American Dreamz
Director: Paul Weitz
With: Hugh Grant, Mandy Moore
Runtime: 107 min
It could have been so different. With a great comedy cast and an interesting premise, American Dreamz seemed quite promising, which makes it all the more galling that it proved to be such artless tat. American Dreamz is a reality T.V talent show, obviously parodying American Idol. Its host (Hugh Grant, doing an unflattering impersonation of Simon Cowell) is bored of the format and wants new ‘freak’ contestants. Chief among these are Mandy Moore’s manipulative cow, destined to be Hugh Grant’s latest unconvincing love interest. Also selected is Omer, an unwilling terrorist from an Afghan camp, planted in the competition in order to blow up the President (Quaid) who is the celebrity judge in the competition final. With hilarious consequences. Of course.

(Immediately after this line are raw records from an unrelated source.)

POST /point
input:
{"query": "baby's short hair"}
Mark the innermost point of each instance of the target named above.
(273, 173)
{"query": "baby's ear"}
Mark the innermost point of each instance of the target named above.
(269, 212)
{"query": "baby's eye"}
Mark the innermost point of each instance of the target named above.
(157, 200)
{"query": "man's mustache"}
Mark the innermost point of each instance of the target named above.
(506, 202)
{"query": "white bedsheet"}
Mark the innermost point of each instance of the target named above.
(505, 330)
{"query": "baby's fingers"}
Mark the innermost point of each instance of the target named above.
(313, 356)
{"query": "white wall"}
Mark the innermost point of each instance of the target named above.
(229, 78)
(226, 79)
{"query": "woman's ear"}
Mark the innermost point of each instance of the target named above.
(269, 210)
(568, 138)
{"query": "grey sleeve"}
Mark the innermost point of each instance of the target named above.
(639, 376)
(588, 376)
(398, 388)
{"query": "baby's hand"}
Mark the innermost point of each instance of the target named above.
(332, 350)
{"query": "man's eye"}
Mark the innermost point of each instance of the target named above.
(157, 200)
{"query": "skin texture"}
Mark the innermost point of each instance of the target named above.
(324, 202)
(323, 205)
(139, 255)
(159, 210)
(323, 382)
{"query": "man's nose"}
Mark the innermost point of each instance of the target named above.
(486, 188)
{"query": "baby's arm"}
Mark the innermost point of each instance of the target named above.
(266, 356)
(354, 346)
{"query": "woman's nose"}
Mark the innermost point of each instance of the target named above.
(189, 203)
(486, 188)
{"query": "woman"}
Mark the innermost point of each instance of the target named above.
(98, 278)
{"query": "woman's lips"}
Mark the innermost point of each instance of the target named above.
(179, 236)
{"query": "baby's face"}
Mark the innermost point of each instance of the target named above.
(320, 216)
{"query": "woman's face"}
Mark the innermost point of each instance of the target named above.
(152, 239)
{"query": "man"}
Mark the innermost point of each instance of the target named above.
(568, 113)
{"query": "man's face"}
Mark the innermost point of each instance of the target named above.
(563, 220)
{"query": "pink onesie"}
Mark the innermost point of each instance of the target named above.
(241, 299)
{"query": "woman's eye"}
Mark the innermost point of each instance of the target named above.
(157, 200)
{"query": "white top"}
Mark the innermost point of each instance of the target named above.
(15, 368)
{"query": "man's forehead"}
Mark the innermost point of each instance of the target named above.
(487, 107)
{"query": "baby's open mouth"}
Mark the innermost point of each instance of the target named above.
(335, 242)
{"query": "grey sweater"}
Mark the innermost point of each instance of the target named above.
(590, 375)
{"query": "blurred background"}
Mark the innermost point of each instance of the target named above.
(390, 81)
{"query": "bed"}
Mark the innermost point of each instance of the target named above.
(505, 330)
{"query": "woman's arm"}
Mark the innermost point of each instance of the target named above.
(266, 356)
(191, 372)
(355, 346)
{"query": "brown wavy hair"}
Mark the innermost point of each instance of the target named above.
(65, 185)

It is a brave and imaginative concept, attempting a social commentary attacking both high politics and mass entertainment in one short movie. It is not the premise that I have any problem with, it is the execution. The film fails utterly, and the fault lies almost entirely with Paul Weitz. The man behind About A Boy and American Pie has inflicted upon us a film so monumentally awful that I will forever regret the precious time and money that I wasted on it. For a satirical romantic comedy, it is unsuccessful on every count. The romance is a tacked-on afterthought, almost coincidental to the plot. The satire is ham-fisted and artless.
Most criminally for a comedy however, is that it just isn’t funny. In the slightest. I laughed properly once, and I remain unconvinced that it was a deliberate joke. The rest of the ‘humour’ barely made me grimace. It is cheap and puerile comedy, and totally unpalatable.
While Hugh Grant was once in danger of being type-cast as the bumbling romantic hero, he has settled into a new rut, and now only plays the anti-hero, in this case a crass, sleazy, predatory cad. Normally this is fine, because he does it very well, and is always good value, but not when he plays a character so poorly created and developed that he is nothing more than a caricature. The same is true for every other character in this pathetic trash. The characters are weak and underdeveloped. Regardless of how talented your cast is, such crass, lazy stereotyping undermines any semblance of talent. Not a good thing for Mandy Moore.
I’ve desperately searched for a bright spot. At a push I would congratulate Willem Dafoe for his performance as the President’s aide. The original idea is also imaginative, and somewhere in here there might be a good film, if handled in a completely different fashion. Some of the subject matter is fairly controversial, and people will be critical of it for this, but there is no need for outrage on moral grounds. You don’t need to search that hard. This is the cheapest comedy around, and I feel ashamed now for laughing at it that one time.